Service: Selling a downtown vibe at Four Seasons prices means going the distance on luxury extras. Guest phones have a direct-dial line to an Henri Bendel personal shopper who can bring merch to the room for private perusals.

Insider info: The twelfth-floor duplex suite's terrace offers a stunning river-to-river skyline. In the doubles category, corner rooms have the best views.

15 West 56th Street (212-974-5656; 77 rooms, from $375 to $1,500; suites start at $800.

Transforming an old garage into a functioning stack of bedrooms has taken longer than anyone imagined. By February 1, however, guests will be able to rest their heads on the hotel's crisp Frette sheets. Architect Stephen Jacobs (the Library; Hotel Giraffe -- we're noticing a pattern here) has fashioned a front courtyard filled with white birches. As guests enter the lobby, they'll be greeted by a staff turned out in navy uniforms by eighties godfather Nino Cerutti. The reception area will be on the second floor, adjacent to a lounge and bar with an asymmetrical marble fireplace. This is the first hotel interior by Thomas O'Brien of the famed design firm Aero Studios. Thom, the new restaurant from Jean Marc Houmard and Michael Callahan of Indochine and Bond Street, will serve -- surprise! -- Asian-American fare. The duplex penthouse loft with a four-poster king bed and two private garden decks is the hotel's crown jewel.

Expected guest profile: West Coasters, Virgin Atlantic frequent fliers, deep-pocketed Wall Streeters.

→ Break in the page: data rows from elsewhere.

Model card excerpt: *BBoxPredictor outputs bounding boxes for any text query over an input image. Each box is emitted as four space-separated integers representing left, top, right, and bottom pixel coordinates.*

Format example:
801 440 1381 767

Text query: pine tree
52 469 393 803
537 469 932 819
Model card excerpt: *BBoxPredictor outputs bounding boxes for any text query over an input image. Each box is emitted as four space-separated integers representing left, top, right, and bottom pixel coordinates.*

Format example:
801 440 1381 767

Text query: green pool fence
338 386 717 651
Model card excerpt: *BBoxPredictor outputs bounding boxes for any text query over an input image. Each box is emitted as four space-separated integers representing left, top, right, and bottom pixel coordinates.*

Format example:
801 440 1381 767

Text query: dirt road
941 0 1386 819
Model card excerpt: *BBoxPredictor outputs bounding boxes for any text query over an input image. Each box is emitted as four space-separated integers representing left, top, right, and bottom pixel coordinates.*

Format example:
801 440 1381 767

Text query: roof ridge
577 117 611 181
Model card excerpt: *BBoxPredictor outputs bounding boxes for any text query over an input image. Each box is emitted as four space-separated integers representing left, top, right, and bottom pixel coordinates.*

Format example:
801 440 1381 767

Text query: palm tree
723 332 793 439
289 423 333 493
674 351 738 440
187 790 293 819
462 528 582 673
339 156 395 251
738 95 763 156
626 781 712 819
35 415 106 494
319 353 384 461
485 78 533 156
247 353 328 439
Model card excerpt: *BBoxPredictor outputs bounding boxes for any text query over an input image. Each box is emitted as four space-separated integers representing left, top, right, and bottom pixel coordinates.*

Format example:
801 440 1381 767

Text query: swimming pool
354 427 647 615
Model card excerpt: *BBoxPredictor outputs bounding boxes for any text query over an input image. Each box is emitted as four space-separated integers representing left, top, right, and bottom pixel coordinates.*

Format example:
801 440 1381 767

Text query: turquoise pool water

The rooms: Each room is assigned one of three earth tones (inspired by a mosaic unearthed in Pompeii, no less), from a brown to a khaki to a rich burgundy. The platform bed with a full-wall leather headboard is the focal point. Desks are passed over in favor of wood tables with skinny chrome legs. All have the so-called Thompson Chair, based on an English Deco chaise O'Brien found in London three years ago. Expansive marble bathrooms will be equipped with Philosophy products.

Insider info: A few rooms from the fifth to the ninth floors are available before the official opening date.

60 Thompson Street (212-431-0400; 100 rooms, from $370 to $625; penthouse price available upon request.

Towering above Bryant Park, the landmarked American Radiator Building immortalized by Georgia O'Keeffe will be reborn this month as a boutique hotel that will no doubt poach some regulars from the St. Regis and the Four Seasons. The spare modern furnishings were custom-designed by the hotel's architect, David Chipperfield. The lobby bar, which looks out onto the park, dominates the ground floor, and the front desk is tucked off to the side. If it seems like an afterthought, it's because guests are escorted directly to their rooms and checked in while they unpack. (Celebrities take note!) Next to the hotel's gym are two spa "suites" for post-workout rubdowns, scrubs, and soaks. The requisite high-wattage restaurant, Ilo, will be run by star chef Rick Laakkonen. The 70-seat private theater will be rented out for movie premieres. And guests can knock back some single malts at the cellar bar.

Expected guest profile: Media moguls, creative directors, and fashion titans. Don't bother trying to get a room during the tent shows.

The room: If the fresh flowers, Tibetan rugs, and cashmere blankets fail to impress, the fact that a 24-hour butler who mans a full pantry on each floor should. Need a drink? A hot bath? Foie gras sandwich? Just ring for Jeeves. Travertine marble baths with separate tubs and showers are stocked with Molton Brown bath gels.

Insider info: A few west-facing rooms have prime views of the Empire State Building.

40 West 40th Street (212-869-0100; 77 rooms, from $575 to $975; suites start at $6,000.